Disinilah pentingnya memberikan pemahaman Islam pada rakyat. Sehingga pemimpin yang dipilih pun bukan karena sekedar karena kesepakatan belaka, tapi justru mementingkan aspek hukum syariat. Sehingga pemimpin yang sepakat untuk dipilih nanti, bukanlah pemimpin yang ketika terpilih justru banyak melanggar aturan-aturan Allah.
Maka darisini, sangat penting mulai dari sekarang untuk dapat menyadarkan semua lapisan masyarakat, bahwa seorang pemimpin dalam lingkup apa pun itu, harus dipastikan jika ia memang sangup mengemban amanat serta senantiasa taat dalam menjalankan syariat dan perintah Allah. Bukan malah sebaliknya senang melanggar syariat. Dan yang lebih parah apabila pemimpin tersebut juga membuat dan mendorong rakyatnya untuk suka melanggar perintah Allah.
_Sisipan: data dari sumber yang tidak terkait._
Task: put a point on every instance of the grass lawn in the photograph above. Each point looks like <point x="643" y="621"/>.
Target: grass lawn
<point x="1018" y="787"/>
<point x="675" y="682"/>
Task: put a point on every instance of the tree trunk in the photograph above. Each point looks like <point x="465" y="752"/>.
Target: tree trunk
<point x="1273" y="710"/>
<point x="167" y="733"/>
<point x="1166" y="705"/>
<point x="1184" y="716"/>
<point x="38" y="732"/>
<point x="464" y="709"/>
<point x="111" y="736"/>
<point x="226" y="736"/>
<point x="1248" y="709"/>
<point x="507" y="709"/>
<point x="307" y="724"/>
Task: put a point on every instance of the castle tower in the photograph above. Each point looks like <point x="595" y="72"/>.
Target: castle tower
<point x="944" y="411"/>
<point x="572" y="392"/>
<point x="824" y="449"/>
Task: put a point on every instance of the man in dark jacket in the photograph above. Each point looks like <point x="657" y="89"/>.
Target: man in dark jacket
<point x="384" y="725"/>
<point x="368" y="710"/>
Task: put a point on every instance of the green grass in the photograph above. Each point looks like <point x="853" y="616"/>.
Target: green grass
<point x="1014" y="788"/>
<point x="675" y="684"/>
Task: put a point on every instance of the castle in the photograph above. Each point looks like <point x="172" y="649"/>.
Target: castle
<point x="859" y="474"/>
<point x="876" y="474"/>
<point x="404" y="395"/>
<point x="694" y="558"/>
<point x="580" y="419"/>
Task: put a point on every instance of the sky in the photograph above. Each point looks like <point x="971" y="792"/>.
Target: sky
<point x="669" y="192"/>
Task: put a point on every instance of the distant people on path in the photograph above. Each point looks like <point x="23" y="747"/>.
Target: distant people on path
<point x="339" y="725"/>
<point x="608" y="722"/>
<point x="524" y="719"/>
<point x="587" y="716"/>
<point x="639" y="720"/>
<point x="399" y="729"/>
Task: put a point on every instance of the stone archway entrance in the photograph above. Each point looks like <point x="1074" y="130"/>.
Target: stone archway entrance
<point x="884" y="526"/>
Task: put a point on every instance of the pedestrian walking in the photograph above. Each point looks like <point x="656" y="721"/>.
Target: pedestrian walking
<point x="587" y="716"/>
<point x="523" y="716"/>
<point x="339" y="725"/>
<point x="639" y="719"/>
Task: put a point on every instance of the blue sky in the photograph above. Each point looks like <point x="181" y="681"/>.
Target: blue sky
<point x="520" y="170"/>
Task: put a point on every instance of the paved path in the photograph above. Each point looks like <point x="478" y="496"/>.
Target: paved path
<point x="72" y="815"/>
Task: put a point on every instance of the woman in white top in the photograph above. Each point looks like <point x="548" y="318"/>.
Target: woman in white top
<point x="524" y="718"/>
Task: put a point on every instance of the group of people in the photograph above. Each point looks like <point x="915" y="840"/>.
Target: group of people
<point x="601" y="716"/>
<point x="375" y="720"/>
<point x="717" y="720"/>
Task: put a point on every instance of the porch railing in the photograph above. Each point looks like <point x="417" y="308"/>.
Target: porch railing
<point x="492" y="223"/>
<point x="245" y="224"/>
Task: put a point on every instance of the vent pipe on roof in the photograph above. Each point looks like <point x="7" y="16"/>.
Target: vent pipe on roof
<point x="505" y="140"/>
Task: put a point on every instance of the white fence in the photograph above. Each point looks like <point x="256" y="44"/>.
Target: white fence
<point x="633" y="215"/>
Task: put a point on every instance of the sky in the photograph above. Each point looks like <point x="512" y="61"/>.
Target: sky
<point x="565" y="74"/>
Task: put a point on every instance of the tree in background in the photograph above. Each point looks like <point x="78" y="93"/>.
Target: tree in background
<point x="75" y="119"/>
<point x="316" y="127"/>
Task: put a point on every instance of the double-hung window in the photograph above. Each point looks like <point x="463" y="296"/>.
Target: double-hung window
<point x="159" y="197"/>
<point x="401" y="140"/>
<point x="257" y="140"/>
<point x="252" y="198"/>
Disini juga makin terlihat bahwa sangat penting bagi umat Islam untuk mempunyai kekuatan, sehingga tidak dengan mudahnya dapat dilumpuhkan oleh bangsa-bangsa barat atau siapa saja yang menentang Islam. Cukup terlihat sekali pada saat umat muslim tidak punya kekuatan melawan pihak-pihak yang menentang Islam, terkadang mereka untuk ibadah saja tidak bisa maksimal.
Bahkan yang lebih parah ada juga orang Islam yang dipaksa untuk melanggar perintah Allah. Seperti contohnya pelarangan penggunaan jilbab di beberapa wilayah. Semoga Islam dapat kembali memimpin. Dan dunia akan kembali dipimpin oleh sosok muslim yang begitu taat kepada Allah, sebagaimana Rasulullah dan para Khulafaur Rasyidin.’